NIEBELUNGEN : Fils du feu, de Guy Boley
C’est l’autre premier roman de la rentrée Grasset, et ce pourrait être une vraie curiosité. Enfants de forgeron, deux frères sont les Fils du Feu, promis à un destin brillant. Mais l’un des deux meurt subitement, semant le chaos dans le destin familial.
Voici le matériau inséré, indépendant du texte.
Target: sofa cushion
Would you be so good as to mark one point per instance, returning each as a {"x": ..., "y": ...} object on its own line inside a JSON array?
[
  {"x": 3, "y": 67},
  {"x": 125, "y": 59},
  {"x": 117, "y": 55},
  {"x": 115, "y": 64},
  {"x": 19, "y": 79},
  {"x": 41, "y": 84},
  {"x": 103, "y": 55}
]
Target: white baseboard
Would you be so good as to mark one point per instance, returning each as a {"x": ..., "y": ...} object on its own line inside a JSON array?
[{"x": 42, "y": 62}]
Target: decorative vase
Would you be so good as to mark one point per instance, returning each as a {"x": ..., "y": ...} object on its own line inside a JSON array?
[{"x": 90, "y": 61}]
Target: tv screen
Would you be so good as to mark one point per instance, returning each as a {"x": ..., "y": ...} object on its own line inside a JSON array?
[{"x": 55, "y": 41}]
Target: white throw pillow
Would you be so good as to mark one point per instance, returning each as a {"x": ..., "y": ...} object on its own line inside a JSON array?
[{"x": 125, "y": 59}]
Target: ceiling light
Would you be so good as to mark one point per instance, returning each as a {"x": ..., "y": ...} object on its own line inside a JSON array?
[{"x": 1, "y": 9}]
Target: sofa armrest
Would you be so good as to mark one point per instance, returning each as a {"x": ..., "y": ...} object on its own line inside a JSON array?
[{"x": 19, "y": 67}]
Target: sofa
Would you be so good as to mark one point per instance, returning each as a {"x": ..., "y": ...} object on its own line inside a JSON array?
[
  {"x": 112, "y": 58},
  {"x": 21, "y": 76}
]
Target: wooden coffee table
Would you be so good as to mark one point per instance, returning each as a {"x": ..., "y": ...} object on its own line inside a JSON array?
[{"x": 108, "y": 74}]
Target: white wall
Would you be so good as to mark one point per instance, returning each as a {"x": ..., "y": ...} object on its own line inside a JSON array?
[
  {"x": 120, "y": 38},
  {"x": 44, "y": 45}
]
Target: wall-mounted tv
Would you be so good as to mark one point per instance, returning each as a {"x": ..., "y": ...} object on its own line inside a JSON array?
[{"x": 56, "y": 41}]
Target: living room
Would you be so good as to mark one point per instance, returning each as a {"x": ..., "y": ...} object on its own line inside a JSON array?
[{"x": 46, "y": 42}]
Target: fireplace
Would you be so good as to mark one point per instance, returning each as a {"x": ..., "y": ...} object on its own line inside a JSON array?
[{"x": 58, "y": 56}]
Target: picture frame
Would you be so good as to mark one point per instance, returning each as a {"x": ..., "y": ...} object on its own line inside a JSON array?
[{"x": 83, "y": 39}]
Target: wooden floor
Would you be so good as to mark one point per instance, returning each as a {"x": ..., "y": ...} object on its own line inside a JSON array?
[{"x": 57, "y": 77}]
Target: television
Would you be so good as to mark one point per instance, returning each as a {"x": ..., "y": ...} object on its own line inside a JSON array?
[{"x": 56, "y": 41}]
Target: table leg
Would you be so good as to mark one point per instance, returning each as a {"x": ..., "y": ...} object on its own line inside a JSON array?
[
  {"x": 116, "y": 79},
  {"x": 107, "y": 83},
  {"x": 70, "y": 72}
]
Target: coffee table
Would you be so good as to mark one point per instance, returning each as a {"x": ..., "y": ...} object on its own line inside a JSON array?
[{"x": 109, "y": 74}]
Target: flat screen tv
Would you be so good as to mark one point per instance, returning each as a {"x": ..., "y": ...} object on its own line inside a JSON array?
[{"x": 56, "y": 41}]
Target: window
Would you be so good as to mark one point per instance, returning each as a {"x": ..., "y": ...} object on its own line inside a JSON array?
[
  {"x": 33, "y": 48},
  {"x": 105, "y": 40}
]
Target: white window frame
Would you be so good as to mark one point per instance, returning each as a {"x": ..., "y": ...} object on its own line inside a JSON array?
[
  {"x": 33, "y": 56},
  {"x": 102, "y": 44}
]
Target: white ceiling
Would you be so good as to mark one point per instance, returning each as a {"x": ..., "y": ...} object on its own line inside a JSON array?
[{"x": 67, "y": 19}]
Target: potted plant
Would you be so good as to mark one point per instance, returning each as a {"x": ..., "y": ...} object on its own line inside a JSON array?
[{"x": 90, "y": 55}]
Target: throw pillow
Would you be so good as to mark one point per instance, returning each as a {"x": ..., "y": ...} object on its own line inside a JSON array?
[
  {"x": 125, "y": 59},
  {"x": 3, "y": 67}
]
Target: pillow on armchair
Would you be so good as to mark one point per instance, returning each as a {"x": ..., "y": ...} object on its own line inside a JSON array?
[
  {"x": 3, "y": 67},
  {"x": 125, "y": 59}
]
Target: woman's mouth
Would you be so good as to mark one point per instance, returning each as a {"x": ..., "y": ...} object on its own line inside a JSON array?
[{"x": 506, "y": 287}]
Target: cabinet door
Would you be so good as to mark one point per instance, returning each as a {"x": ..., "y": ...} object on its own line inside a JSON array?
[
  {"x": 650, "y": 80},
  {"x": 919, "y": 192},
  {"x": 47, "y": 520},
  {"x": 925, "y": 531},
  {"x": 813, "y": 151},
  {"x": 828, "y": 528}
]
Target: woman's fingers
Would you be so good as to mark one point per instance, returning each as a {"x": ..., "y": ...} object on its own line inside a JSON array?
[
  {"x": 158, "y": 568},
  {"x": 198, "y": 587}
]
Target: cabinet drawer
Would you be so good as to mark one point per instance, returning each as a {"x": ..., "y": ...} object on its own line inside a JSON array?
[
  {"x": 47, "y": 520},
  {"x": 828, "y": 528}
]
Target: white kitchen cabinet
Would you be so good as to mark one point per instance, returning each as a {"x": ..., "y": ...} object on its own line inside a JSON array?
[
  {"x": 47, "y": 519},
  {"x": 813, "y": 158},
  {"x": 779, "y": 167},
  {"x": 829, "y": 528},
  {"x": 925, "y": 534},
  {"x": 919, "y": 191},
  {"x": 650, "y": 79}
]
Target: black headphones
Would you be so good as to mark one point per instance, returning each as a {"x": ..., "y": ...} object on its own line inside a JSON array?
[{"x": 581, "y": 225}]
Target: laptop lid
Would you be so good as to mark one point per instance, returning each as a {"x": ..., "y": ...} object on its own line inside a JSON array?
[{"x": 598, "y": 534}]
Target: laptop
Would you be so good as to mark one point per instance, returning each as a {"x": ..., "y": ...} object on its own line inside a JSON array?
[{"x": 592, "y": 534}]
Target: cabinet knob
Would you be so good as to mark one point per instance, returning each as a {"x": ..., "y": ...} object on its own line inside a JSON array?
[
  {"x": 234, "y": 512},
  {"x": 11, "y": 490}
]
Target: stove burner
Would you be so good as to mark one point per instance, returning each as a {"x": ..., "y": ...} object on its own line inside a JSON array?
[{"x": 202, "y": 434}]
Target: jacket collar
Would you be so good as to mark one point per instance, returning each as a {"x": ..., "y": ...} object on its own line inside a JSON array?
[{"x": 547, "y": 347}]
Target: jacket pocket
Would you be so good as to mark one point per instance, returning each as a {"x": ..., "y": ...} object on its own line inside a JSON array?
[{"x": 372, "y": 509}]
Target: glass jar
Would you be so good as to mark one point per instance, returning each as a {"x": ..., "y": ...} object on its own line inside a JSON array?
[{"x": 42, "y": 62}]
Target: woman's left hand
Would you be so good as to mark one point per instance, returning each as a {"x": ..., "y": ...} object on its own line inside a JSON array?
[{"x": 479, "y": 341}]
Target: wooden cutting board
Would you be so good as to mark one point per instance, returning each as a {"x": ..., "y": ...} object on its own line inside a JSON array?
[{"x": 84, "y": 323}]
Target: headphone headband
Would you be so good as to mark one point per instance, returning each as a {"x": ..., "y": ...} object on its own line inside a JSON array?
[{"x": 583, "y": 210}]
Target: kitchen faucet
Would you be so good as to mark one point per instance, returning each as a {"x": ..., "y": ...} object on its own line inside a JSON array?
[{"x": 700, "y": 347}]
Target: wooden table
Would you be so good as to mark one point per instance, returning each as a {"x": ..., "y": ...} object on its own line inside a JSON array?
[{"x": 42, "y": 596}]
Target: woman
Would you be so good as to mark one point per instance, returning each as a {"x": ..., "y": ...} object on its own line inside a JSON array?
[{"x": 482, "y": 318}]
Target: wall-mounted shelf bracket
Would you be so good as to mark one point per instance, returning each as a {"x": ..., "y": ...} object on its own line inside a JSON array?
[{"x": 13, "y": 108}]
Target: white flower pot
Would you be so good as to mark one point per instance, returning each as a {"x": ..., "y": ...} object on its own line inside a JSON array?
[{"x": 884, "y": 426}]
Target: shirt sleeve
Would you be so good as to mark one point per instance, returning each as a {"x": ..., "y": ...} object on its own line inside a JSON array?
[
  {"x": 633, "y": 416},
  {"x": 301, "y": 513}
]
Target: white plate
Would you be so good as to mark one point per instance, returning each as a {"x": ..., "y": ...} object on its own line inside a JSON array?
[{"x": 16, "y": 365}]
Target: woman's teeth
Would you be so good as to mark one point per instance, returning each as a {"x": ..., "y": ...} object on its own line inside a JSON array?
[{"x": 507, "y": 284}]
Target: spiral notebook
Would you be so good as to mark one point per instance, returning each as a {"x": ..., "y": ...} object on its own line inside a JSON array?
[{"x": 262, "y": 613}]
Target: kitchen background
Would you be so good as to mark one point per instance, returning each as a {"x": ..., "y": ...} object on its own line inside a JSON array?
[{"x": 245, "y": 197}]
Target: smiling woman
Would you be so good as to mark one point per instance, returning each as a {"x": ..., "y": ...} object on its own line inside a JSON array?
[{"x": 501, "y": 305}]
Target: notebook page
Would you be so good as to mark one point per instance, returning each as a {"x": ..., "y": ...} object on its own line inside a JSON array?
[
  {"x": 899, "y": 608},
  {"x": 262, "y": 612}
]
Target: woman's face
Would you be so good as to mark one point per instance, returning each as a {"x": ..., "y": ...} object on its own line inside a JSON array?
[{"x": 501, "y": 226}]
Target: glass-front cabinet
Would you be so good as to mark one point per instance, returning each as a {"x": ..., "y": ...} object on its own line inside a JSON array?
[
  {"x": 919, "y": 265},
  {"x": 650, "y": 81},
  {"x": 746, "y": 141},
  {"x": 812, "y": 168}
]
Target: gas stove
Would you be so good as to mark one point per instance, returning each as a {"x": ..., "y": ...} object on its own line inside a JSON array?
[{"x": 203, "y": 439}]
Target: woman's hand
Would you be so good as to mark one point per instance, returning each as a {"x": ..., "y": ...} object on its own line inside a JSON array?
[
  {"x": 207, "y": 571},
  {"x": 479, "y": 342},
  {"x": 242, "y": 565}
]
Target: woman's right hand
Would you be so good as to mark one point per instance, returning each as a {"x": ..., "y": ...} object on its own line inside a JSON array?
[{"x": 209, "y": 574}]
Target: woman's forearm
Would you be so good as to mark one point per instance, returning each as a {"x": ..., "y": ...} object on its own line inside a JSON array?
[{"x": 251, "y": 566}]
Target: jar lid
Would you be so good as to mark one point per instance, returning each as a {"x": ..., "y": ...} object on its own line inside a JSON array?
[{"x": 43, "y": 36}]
Tandis que le père se perd dans l’alcool, la mère nie la réalité et ignore la disparition de son enfant. L’autre frère trace néanmoins son chemin et devient un peintre confirmé, trouvant la paix dans ses tableaux. Abordé à la manière d’une légende, ce récit devra compter sur une langue singulière et une atmosphère étrange pour se démarquer.
MANSON ON THE HILL : California Girls, de Simon Liberati
Liberati fait son fond de commerce des personnages sulfureux (à commencer par sa femme, héroïne de son précédent roman paru l’année dernière, Eva) et/ou tragiques (Jayne Mansfield 1967, férocement détesté par Clarice il y a cinq ans). Autant dire qu’en le voyant s’emparer du terrible Charles Manson et de l’assassinat sordide de Sharon Tate, on peut craindre le pire en matière de vulgarité et de voyeurisme. Mais on n’ira pas vérifier, ce n’est pas comme si on avait du temps à perdre non plus.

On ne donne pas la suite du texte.